Al centro dell’allestimento dell’abitacolo di Giulia e Stelvio c’è l’impiego di materiali di qualità per valorizzare estetica e percezione al tatto. I sedili sportivi, la plancia e i pannelli porta sono rivestiti in pelle nera, con cuciture decorative rosse a creare un contrasto cromatico mirato. Per un accento tecnico vengono aggiunti inserti in fibra di carbonio su console centrale, pannelli porta e plancia, con l’obiettivo di sottolineare l’impostazione orientata alla leggerezza dei modelli.

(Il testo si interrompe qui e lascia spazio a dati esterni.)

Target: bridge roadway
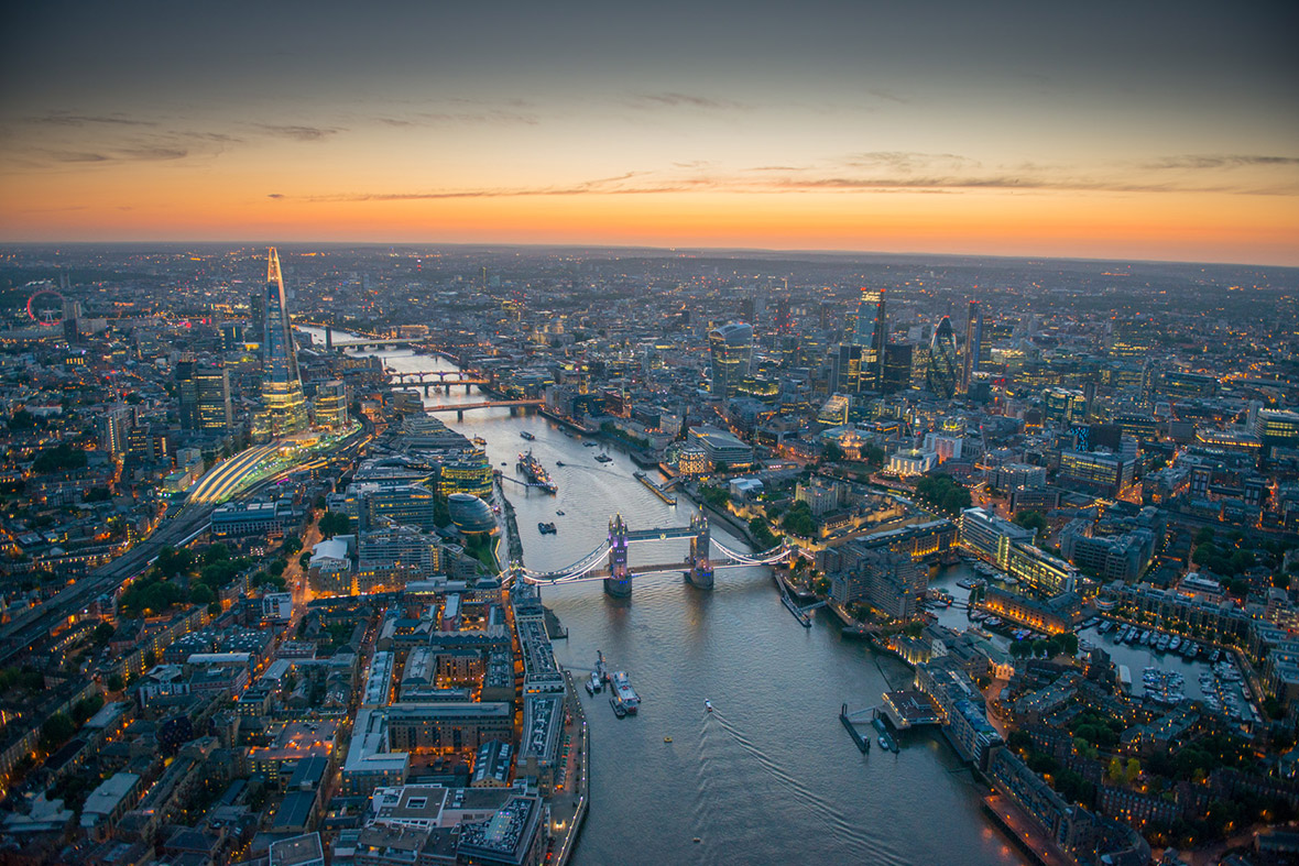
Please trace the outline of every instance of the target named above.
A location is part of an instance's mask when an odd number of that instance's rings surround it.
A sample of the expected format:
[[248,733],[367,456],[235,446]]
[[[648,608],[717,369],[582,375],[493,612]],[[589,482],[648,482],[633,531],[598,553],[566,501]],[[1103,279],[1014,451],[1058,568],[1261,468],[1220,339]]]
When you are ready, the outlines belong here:
[[[691,562],[660,562],[656,565],[630,566],[627,571],[631,574],[633,578],[643,578],[651,574],[677,574],[677,573],[688,574],[691,567],[692,567]],[[713,562],[711,563],[711,567],[714,571],[717,571],[721,569],[751,569],[752,566],[746,562]],[[581,583],[583,580],[600,580],[611,576],[612,574],[613,571],[609,569],[595,569],[592,571],[587,571],[581,578],[568,578],[568,579],[556,578],[552,580],[546,580],[543,578],[531,578],[525,575],[522,580],[523,583],[544,587],[556,583]],[[817,605],[813,605],[813,608],[816,606]],[[808,608],[808,610],[813,608]]]
[[444,406],[425,406],[426,413],[434,412],[469,412],[470,409],[495,409],[496,406],[540,406],[544,400],[485,400],[482,402],[461,402]]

Audio firmato Harman/Kardon

Un elemento funzionale chiave del pacchetto è il sistema audio premium Harman/Kardon. La base tecnica è costituita da un amplificatore da 900 watt con 12 canali, in grado di gestire in modo preciso i 14 altoparlanti complessivi. La configurazione include un subwoofer per le basse frequenze, quattro woofer, cinque midrange per una riproduzione naturale della voce e quattro tweeter dedicati alle alte frequenze.

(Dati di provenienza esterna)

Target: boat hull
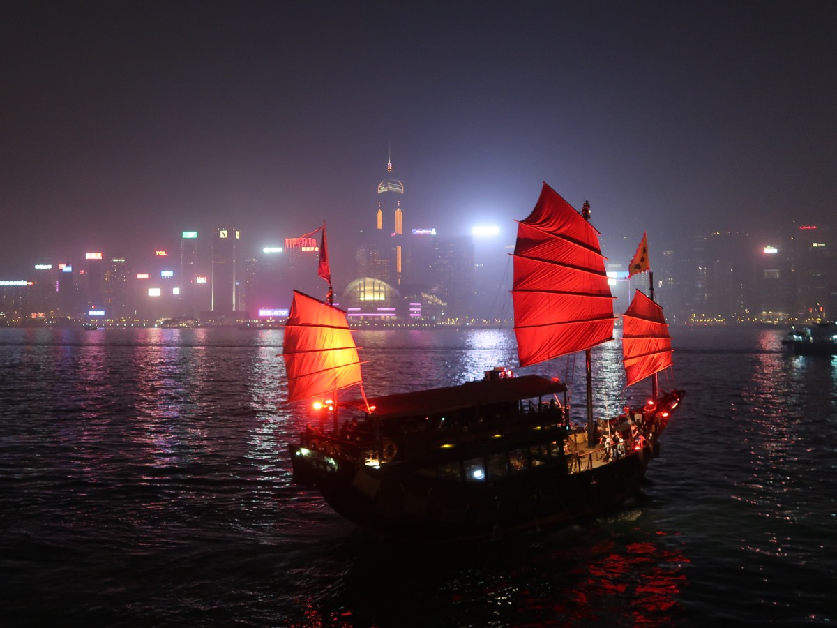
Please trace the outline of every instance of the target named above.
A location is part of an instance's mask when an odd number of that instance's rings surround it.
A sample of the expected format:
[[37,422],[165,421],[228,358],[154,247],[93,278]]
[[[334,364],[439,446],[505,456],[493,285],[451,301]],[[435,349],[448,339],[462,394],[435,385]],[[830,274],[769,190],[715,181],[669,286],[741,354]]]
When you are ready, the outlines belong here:
[[585,471],[545,466],[488,482],[428,477],[408,464],[376,469],[290,445],[296,480],[316,486],[336,512],[384,536],[422,542],[489,538],[602,515],[639,490],[657,450],[647,444]]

Grazie alla tecnologia surround Logic-7 viene ottenuta una distribuzione del suono uniforme e tridimensionale in tutto l’abitacolo, così da garantire una qualità d’ascolto coerente su tutte le sedute.

Sospensioni adattive

Sul fronte della dinamica di guida di queste Giulia e Stelvio, il pacchetto integra le sospensioni adattive Alfa Active Suspension. Il sistema utilizza ammortizzatori a controllo elettronico, nei quali valvole elettroidrauliche variano in tempo reale il flusso d’olio interno. La modulazione della forza di smorzamento avviene automaticamente sulla base dei dati dei sensori relativi a condizioni dell’asfalto e stile di guida, con l’obiettivo di ridurre le vibrazioni e aumentare la stabilità.

Alfa Romeo Giulia con pacchetto Carbon Performance (2026)

Alfa Romeo Giulia con pacchetto Carbon Performance (2026)

Foto di: Alfa Romeo

Questa “Synaptic Dynamic Control” è direttamente collegata al selettore di guida Alfa DNA. In modalità Dynamic viene adottata una taratura più rigida per una maggiore precisione di sterzo, mentre nelle modalità Natural e Advanced Efficiency la priorità passa a comfort delle sospensioni e scorrevolezza di marcia.

Alfa Romeo Giulia e Alfa Romeo Stelvio con pacchetto Carbon Performance (2026)

Alfa Romeo Giulia e Alfa Romeo Stelvio con pacchetto Carbon Performance (2026)

Foto di: Alfa Romeo

La gestione centrale di questi processi è affidata alla Chassis Domain Control (CDC). In qualità di unità di calcolo di livello superiore, coordina l’interazione tra i sistemi di stabilità, le sospensioni adattive e il controllo della frenata.

Elaborando in tempo reale i dati dei sensori di accelerazione e movimento, la CDC assicura che i componenti dell’Alfa Active Suspension lavorino in modo ottimale insieme al differenziale autobloccante meccanico Alfa Q2 e alla trazione integrale Alfa Q4. Questa rete tecnologica serve a rendere più controllabili i limiti fisici dei veicoli e a creare un equilibrio tra prestazioni di guida sportive e comfort nell’uso quotidiano.

E il prezzo?

Al momento non è dato conoscere il prezzo di questo Carbon-Performance-Paket in Germania. Quello che possiamo ricordare è che l'Alfa Romeo Giulia ha un prezzo base di 56.000 euro sul mercato tedesco nell'allestimento Sprint e col motore 2.2 diesel Q4 da 210 CV (contro i 57.750 euro in Italia) e che la Stelvio con lo stesso motore e allestimento parte da 60.600 euro in Germania (contro i 62.850 euro italiani).